1999) O cinema de arte e a FC (5.8.2009)




(Alphaville, de Godard)

Na última cena de 8 ½ de Fellini (1963) os personagens dançam uma ciranda em torno de uma plataforma de lançamento de um foguete espacial. 

Para mim, a plataforma tem um simbolismo: o temor reverencial que os intelectuais (incluídos aqui os diretores de filmes de Arte) têm para com a ficção científica. Olham para ela como Napoleão olhava para os hieróglifos da Pedra de Rosetta: algo que ele sabe que pode conquistar, comprar, vender, destruir, mas não consegue entender.

Enquanto isto, outros diretores europeus flertavam com a FC. 

Antonioni chegou a propor a John Kennedy a realização de um filme sobre o treinamento dos astronautas que se preparavam para ir à Lua, e Kennedy o convidou para ir à Casa Branca para conversar. O projeto não evoluiu, mas anos depois o livro de Tom Wolfe Os eleitos (“The Right Stuff”, 1979) deu origem ao filme homônimo de Philip Kaufman (1983).

Elio Petri, que viria a ficar famoso com Investigação Sobre um Cidadão Acima de Qualquer Suspeita, dirigiu em 1965 A décima vítima, adaptação de um conto futurista de Robert Sheckley em que indivíduos ricos e entediados se inscrevem num Clube onde podem matar vítimas sorteadas, e depois tornam-se vítimas eles próprios. 

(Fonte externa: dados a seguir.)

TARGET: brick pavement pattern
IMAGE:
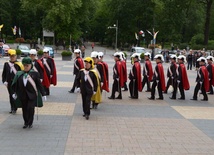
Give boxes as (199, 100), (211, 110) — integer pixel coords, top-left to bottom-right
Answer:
(0, 43), (214, 155)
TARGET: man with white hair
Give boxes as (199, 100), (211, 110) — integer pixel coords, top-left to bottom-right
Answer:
(129, 53), (142, 99)
(142, 52), (153, 92)
(148, 54), (165, 100)
(207, 56), (214, 94)
(191, 57), (209, 101)
(68, 49), (84, 93)
(176, 55), (190, 100)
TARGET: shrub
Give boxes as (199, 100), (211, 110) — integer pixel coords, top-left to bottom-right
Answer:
(16, 49), (22, 55)
(140, 53), (144, 59)
(15, 38), (25, 43)
(37, 50), (44, 55)
(61, 51), (72, 56)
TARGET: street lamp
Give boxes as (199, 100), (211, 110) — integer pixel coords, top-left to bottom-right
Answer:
(108, 20), (118, 51)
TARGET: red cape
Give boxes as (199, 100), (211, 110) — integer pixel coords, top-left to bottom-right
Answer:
(134, 62), (143, 91)
(77, 57), (84, 70)
(97, 62), (110, 92)
(180, 64), (190, 90)
(201, 66), (210, 92)
(146, 60), (153, 81)
(49, 57), (57, 86)
(36, 60), (50, 88)
(116, 61), (125, 87)
(212, 64), (214, 86)
(157, 63), (166, 91)
(121, 60), (128, 82)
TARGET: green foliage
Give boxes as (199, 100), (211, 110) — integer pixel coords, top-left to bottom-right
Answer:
(190, 34), (204, 45)
(140, 53), (144, 60)
(16, 49), (22, 55)
(37, 50), (44, 55)
(61, 51), (72, 56)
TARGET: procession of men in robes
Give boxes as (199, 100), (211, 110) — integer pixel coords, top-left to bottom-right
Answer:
(2, 45), (214, 124)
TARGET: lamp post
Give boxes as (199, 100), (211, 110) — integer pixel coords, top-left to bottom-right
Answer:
(108, 20), (118, 51)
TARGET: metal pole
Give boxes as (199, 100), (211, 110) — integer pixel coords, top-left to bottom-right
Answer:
(115, 20), (118, 51)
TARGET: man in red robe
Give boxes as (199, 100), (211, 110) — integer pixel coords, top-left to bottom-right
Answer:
(176, 55), (190, 100)
(129, 53), (142, 99)
(207, 56), (214, 94)
(108, 52), (124, 99)
(148, 54), (165, 100)
(68, 49), (84, 93)
(191, 57), (209, 101)
(142, 52), (153, 92)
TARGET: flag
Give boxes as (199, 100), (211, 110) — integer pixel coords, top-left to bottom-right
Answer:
(146, 30), (153, 36)
(139, 30), (145, 37)
(135, 32), (138, 40)
(19, 27), (22, 37)
(12, 26), (16, 35)
(0, 24), (4, 32)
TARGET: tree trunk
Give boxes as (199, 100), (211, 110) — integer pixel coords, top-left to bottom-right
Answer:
(204, 0), (213, 45)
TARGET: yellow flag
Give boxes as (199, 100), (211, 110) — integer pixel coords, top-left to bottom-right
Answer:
(0, 24), (4, 31)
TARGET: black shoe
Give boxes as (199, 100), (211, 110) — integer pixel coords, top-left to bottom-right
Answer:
(22, 125), (28, 129)
(156, 97), (163, 100)
(108, 96), (115, 99)
(178, 97), (185, 100)
(85, 115), (89, 120)
(148, 97), (155, 100)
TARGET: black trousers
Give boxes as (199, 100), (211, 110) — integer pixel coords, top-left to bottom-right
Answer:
(71, 75), (77, 91)
(178, 81), (185, 99)
(142, 76), (151, 91)
(44, 87), (50, 95)
(129, 80), (138, 98)
(171, 79), (178, 98)
(193, 82), (208, 100)
(111, 79), (122, 98)
(7, 84), (17, 111)
(151, 80), (163, 99)
(81, 92), (93, 116)
(21, 98), (37, 125)
(209, 80), (213, 94)
(187, 61), (192, 70)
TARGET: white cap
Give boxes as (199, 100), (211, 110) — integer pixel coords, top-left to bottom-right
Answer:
(197, 57), (207, 63)
(177, 55), (186, 62)
(170, 54), (177, 60)
(29, 49), (37, 55)
(91, 51), (99, 58)
(131, 53), (141, 60)
(74, 49), (81, 53)
(43, 48), (49, 53)
(154, 54), (164, 61)
(144, 52), (151, 58)
(207, 55), (213, 61)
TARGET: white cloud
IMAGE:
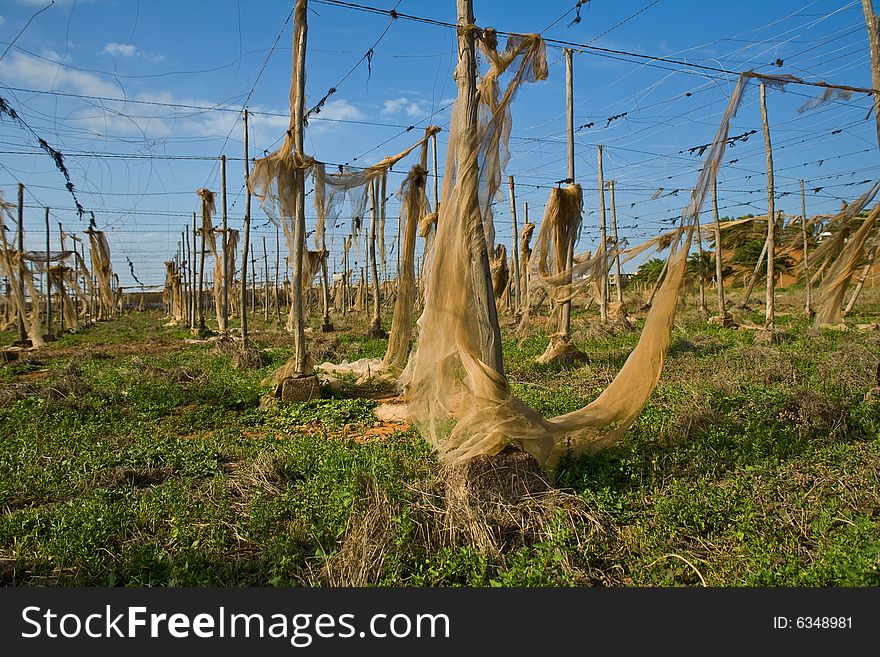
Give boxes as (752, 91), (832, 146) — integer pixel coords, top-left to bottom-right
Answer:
(0, 52), (122, 98)
(382, 96), (427, 119)
(382, 96), (409, 114)
(317, 98), (365, 121)
(101, 41), (138, 57)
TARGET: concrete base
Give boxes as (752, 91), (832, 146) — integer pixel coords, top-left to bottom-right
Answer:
(707, 315), (736, 328)
(755, 329), (789, 345)
(444, 450), (550, 506)
(0, 349), (18, 363)
(281, 374), (321, 403)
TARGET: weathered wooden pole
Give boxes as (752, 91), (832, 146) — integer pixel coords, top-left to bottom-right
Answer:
(287, 0), (309, 376)
(455, 0), (504, 376)
(275, 226), (281, 324)
(761, 82), (776, 331)
(199, 201), (208, 332)
(18, 183), (25, 343)
(559, 48), (575, 339)
(597, 146), (608, 322)
(215, 155), (229, 333)
(507, 176), (522, 313)
(263, 235), (270, 324)
(691, 190), (709, 314)
(843, 244), (877, 315)
(739, 239), (767, 308)
(801, 180), (813, 317)
(518, 201), (531, 312)
(369, 179), (382, 337)
(712, 178), (727, 326)
(239, 109), (251, 349)
(862, 0), (880, 146)
(251, 247), (257, 318)
(608, 180), (623, 303)
(58, 221), (67, 332)
(46, 208), (52, 335)
(189, 212), (199, 329)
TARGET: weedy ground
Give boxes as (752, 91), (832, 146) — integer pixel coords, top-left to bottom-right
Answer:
(0, 289), (880, 586)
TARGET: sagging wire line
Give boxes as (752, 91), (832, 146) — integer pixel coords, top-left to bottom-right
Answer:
(125, 256), (143, 286)
(303, 0), (403, 125)
(0, 0), (55, 62)
(0, 96), (85, 219)
(313, 0), (880, 94)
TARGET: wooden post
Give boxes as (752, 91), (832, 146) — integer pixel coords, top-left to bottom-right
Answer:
(597, 146), (608, 322)
(507, 176), (522, 313)
(219, 155), (229, 333)
(691, 190), (709, 314)
(369, 179), (382, 337)
(862, 0), (880, 145)
(181, 226), (193, 326)
(275, 226), (281, 324)
(58, 221), (68, 332)
(18, 183), (27, 343)
(608, 180), (623, 303)
(843, 244), (877, 315)
(801, 180), (813, 317)
(263, 235), (269, 324)
(517, 201), (531, 313)
(761, 82), (776, 331)
(455, 0), (504, 376)
(559, 48), (575, 338)
(239, 109), (251, 349)
(342, 240), (349, 317)
(287, 0), (308, 368)
(46, 208), (52, 335)
(251, 248), (257, 317)
(198, 201), (207, 333)
(712, 178), (727, 318)
(739, 239), (767, 308)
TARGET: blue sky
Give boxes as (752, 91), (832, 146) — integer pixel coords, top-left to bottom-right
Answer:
(0, 0), (880, 285)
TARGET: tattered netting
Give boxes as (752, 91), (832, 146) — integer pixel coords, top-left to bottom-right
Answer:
(398, 59), (776, 465)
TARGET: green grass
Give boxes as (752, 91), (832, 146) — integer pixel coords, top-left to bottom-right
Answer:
(0, 290), (880, 586)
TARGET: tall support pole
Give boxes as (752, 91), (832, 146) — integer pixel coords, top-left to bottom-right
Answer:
(288, 0), (308, 368)
(691, 190), (708, 314)
(599, 146), (608, 322)
(198, 206), (207, 333)
(263, 235), (269, 324)
(251, 247), (257, 317)
(369, 179), (382, 337)
(219, 155), (229, 333)
(275, 226), (281, 324)
(46, 208), (52, 335)
(18, 183), (25, 342)
(801, 180), (813, 317)
(761, 82), (776, 331)
(559, 48), (575, 338)
(431, 132), (440, 216)
(608, 180), (623, 303)
(238, 109), (251, 349)
(507, 176), (522, 312)
(189, 212), (199, 329)
(518, 201), (531, 313)
(843, 244), (877, 315)
(740, 239), (767, 308)
(862, 0), (880, 146)
(455, 0), (504, 375)
(712, 179), (727, 326)
(58, 221), (68, 332)
(182, 226), (193, 326)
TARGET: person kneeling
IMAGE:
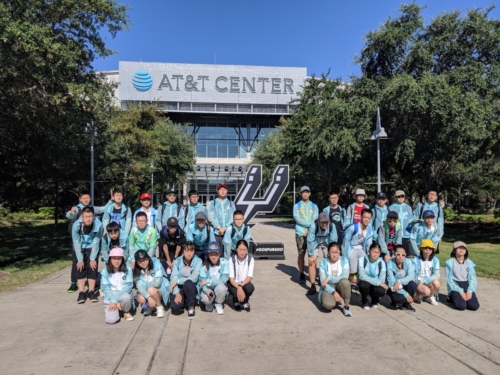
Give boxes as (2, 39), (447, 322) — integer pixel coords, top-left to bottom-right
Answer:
(200, 241), (229, 315)
(387, 245), (417, 311)
(358, 243), (389, 310)
(318, 242), (352, 316)
(134, 250), (170, 318)
(228, 240), (255, 312)
(101, 248), (134, 324)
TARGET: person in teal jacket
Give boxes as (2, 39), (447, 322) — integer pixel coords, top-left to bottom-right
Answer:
(185, 190), (208, 228)
(342, 208), (373, 285)
(370, 192), (389, 242)
(318, 242), (352, 316)
(156, 188), (186, 233)
(410, 210), (442, 256)
(387, 245), (417, 311)
(128, 212), (158, 263)
(71, 207), (102, 303)
(445, 241), (479, 311)
(306, 212), (337, 296)
(293, 186), (319, 283)
(198, 241), (229, 315)
(358, 243), (389, 310)
(186, 212), (216, 261)
(101, 248), (135, 324)
(170, 241), (202, 319)
(222, 210), (252, 260)
(134, 250), (170, 318)
(413, 239), (441, 306)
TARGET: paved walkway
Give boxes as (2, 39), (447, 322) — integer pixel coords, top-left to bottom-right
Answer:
(0, 219), (500, 375)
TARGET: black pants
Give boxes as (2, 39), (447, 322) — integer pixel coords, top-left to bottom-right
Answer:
(449, 281), (479, 311)
(170, 280), (197, 314)
(227, 283), (255, 304)
(358, 280), (385, 305)
(387, 281), (417, 305)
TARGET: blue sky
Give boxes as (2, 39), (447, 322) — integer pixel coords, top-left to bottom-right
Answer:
(94, 0), (500, 78)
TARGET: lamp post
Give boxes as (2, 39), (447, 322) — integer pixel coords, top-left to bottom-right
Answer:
(370, 107), (387, 193)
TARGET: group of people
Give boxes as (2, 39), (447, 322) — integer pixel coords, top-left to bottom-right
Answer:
(293, 186), (479, 316)
(66, 183), (255, 324)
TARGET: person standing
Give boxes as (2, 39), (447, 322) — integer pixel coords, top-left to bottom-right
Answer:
(293, 186), (319, 283)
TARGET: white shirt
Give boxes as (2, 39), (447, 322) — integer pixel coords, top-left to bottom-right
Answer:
(229, 255), (255, 284)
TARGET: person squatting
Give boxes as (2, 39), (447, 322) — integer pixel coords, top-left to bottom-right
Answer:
(293, 186), (479, 317)
(66, 183), (255, 324)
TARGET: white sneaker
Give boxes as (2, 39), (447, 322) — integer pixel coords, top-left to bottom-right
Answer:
(215, 303), (224, 315)
(156, 306), (165, 318)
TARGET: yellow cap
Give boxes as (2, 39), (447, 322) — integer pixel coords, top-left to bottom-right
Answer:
(420, 239), (436, 250)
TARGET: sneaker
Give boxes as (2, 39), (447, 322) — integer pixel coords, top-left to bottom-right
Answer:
(156, 306), (165, 318)
(123, 313), (134, 321)
(68, 283), (78, 293)
(76, 292), (87, 303)
(215, 303), (224, 315)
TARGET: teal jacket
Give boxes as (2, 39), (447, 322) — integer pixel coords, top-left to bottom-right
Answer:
(102, 200), (132, 234)
(445, 258), (477, 294)
(318, 256), (349, 303)
(170, 255), (202, 298)
(71, 217), (102, 262)
(307, 221), (337, 257)
(208, 198), (236, 236)
(389, 203), (413, 238)
(387, 258), (415, 298)
(198, 258), (229, 292)
(135, 258), (170, 305)
(101, 264), (135, 308)
(358, 255), (387, 286)
(342, 223), (373, 258)
(293, 201), (319, 236)
(222, 224), (252, 260)
(413, 256), (441, 285)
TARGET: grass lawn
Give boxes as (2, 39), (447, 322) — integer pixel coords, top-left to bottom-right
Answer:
(0, 220), (71, 292)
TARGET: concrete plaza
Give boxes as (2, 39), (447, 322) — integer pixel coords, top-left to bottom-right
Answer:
(0, 218), (500, 375)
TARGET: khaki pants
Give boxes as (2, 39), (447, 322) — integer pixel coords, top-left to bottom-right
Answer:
(321, 279), (351, 311)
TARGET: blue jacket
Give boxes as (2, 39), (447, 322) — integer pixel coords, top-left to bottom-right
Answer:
(156, 201), (186, 233)
(342, 223), (373, 258)
(389, 203), (413, 238)
(293, 201), (319, 236)
(208, 198), (236, 236)
(135, 258), (170, 305)
(358, 255), (387, 286)
(101, 229), (128, 263)
(198, 258), (229, 292)
(101, 263), (135, 308)
(318, 256), (349, 303)
(413, 202), (444, 238)
(387, 258), (415, 298)
(222, 224), (252, 259)
(307, 221), (337, 257)
(71, 216), (102, 262)
(102, 200), (132, 234)
(413, 256), (441, 285)
(370, 204), (389, 242)
(170, 255), (202, 297)
(377, 220), (403, 255)
(445, 258), (477, 294)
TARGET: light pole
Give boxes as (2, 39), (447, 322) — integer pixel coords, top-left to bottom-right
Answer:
(370, 107), (387, 193)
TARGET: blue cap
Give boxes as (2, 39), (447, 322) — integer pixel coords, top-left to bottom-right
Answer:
(422, 210), (436, 219)
(207, 242), (220, 254)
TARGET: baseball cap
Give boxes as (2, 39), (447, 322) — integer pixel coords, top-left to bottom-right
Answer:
(422, 210), (436, 219)
(141, 193), (151, 201)
(207, 242), (220, 254)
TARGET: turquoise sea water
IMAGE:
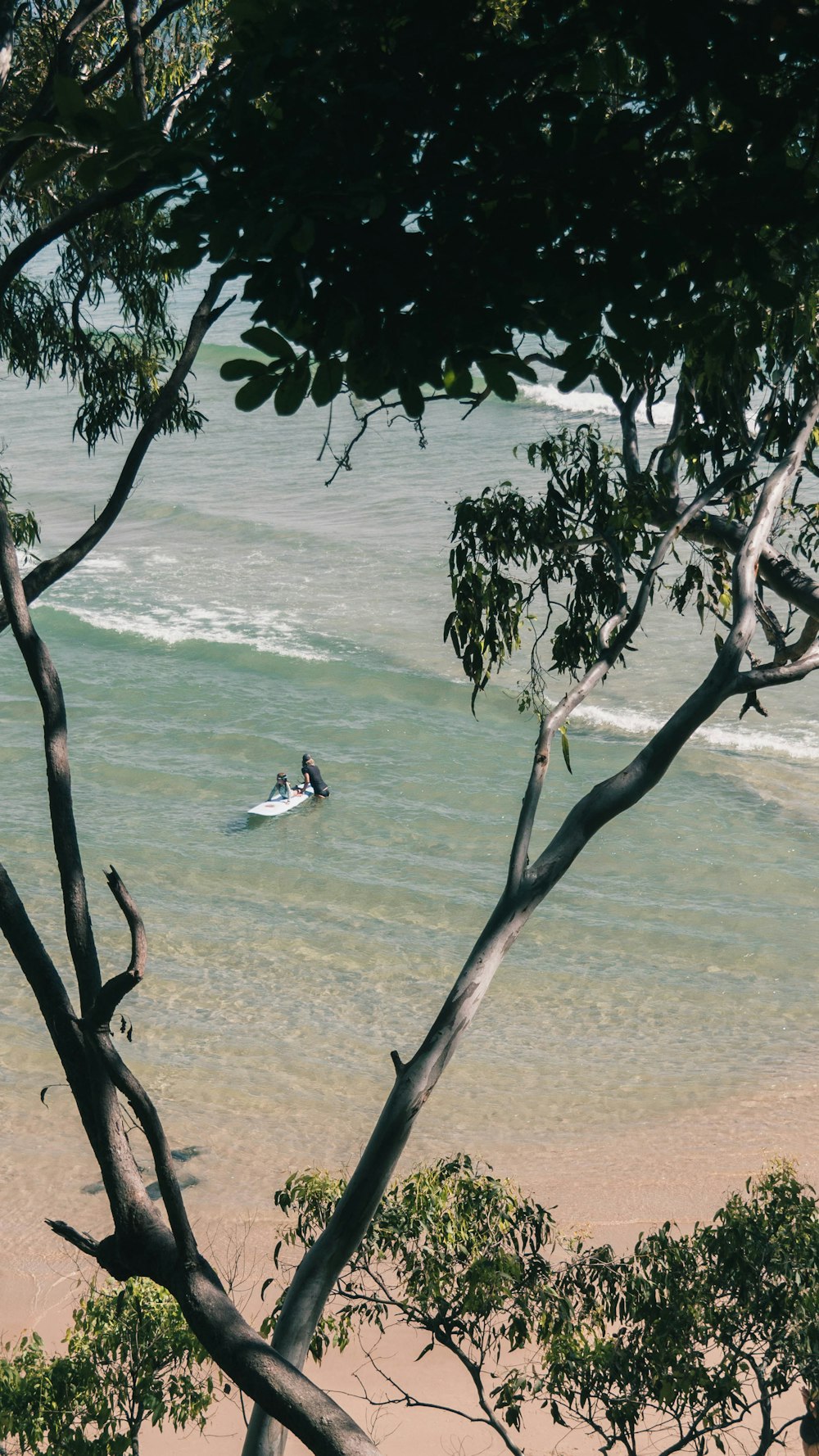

Também de 1965 é Alphaville, um dos filmes mais inquietantes de Godard, em que ele pasticha a FC e o thriller policial ao descrever uma cidade futurista controlada por um super-computador.

Em 1966, foi a vez de François Truffaut embarcar na FC, adaptando Fahrenheit 451, o clássico de Ray Bradbury sobre uma distopia futura em que a leitura é proibida, as pessoas passam o dia vendo TV interativa, e cabe aos bombeiros queimar os livros que são lidos clandestinamente por dissidentes. 

Em 1968, Roger Vadim chamou sua então esposa Jane Fonda para estrelar Barbarella, adaptação dos quadrinhos de Jean-Claude Forest sobre uma astronauta sensual em aventuras eróticas pela Galáxia, num clássico do cinema “kitsch”. 

E no mesmo ano Alain Resnais, o “cineasta da memória”, dirigiu Eu te amo, eu te amo, onde uma experiência mal sucedida com uma máquina do tempo leva o viajante a ficar ricocheteando entre passado e presente, e revivendo uma história de amor mal sucedida que o levou a tentar o suicídio.

Há mais exemplos, mas estes bastam. Na década de 1960, estes jovens diretores do melhor Cinema de Arte europeu (todos então entre 30 e 40 anos) fizeram uma experiência com o cinema de ficção científica, experiência que não repetiram, mas que em todos os casos resultou em filmes dignos de atenção. 

Nessa década a FC começava a ser estudada nas universidades, e iniciava um diálogo com a vanguarda que esses diretores representavam. 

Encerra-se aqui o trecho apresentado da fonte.